En somme, je suis un traître à ma propre cause.
Dans Cocktail (Jacques Flament Éditions, 2018), j’écris :
« Dans les films de guerre, il y a toujours un traître.
C’est le rôle que je préfère. »
Le traître, c’est celui qui parvient à s’immiscer au cœur du système. Et à le corrompre de l’intérieur. En ce sens, Pauline et moi sommes, vis-à-vis du réseau social, des transfuges. Nous en analysons les rouages, en comprenons les failles, en exposons les faiblesses, sans jamais nous dévoiler complètement. Nous cherchons à le détruire, ou plutôt : nous œuvrons afin que d’autres le détruisent. Ou que le système se détruise de lui-même. L’impensable consigne du précédent épisode (« Dormez mieux, détendez-vous ») en est preuve : confrontée à ses propres contradictions, la matrice s’autocritique et s’invalide. C’est Hal du 2001 de Kubrick. C’est la faille au cœur même de l’Étoile Noire qu’exploite Luke Skywalker pour la détruire. Le traître, c’est aussi parfois le héros : c’est par lui que le monde change. C’est parce qu’il prend en charge le sale boulot que les choses évoluent.

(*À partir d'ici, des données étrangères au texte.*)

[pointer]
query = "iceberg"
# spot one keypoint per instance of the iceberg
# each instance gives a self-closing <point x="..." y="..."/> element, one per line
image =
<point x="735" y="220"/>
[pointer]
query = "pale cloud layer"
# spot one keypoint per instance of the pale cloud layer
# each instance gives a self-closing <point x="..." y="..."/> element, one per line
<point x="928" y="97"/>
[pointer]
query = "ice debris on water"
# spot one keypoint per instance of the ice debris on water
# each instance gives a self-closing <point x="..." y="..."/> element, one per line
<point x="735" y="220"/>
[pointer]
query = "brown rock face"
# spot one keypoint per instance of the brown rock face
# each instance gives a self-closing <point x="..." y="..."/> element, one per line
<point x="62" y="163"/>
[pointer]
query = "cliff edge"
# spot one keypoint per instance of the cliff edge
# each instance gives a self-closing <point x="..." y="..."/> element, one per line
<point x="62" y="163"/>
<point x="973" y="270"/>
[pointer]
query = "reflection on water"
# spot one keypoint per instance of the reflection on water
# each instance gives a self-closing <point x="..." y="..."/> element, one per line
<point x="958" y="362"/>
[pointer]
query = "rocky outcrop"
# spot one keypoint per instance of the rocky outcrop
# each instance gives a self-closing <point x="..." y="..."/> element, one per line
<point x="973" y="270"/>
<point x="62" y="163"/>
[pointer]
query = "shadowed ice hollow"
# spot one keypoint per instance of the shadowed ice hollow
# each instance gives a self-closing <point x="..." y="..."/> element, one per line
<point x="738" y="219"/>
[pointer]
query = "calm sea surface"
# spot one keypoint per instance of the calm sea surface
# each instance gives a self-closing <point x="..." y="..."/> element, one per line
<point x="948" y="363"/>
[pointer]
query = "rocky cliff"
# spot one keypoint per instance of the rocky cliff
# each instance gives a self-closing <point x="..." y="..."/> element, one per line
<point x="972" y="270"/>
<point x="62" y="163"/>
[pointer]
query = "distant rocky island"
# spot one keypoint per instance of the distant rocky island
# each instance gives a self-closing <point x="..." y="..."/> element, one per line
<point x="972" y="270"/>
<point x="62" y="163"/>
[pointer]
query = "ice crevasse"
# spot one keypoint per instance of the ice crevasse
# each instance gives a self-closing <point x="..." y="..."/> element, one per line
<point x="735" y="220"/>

Duras en 1967 disait qu’il faudrait tout détruire pour avoir une chance de survivre. C’était avant internet, avant les réseaux, avant que l’intelligence artificielle supplante l’intelligence humaine. On parlait pourtant déjà — dans les livres de science-fiction et dans les ministères — de ce moment où la machine dépasserait l’homme. On lui confiait déjà des pans entiers de nos existences, nous rendant peu à peu dépendants des systèmes informatiques. Tandis que la littérature espérait une mutation intellectuelle, la société créait les acteurs de sa destruction future.
À la veille de la rentrée, un retour à la normale qui se contredit lui-même, la question se pose toujours : vers quelle révolution marchons-nous, le visage masqué, interdit de contact avec son prochain, responsables — puisque c’est le mot que les politiques agitent à présent sur les ondes pour nous donner le beau rôle dans ce qui va suivre —, par notre bonne volonté à nous plier aux consignes sanitaires, de l’éradication de l’épidémie ? Face à la machine, la question se double d’une interrogation individuelle : qui suis-je finalement dans cette société-là ?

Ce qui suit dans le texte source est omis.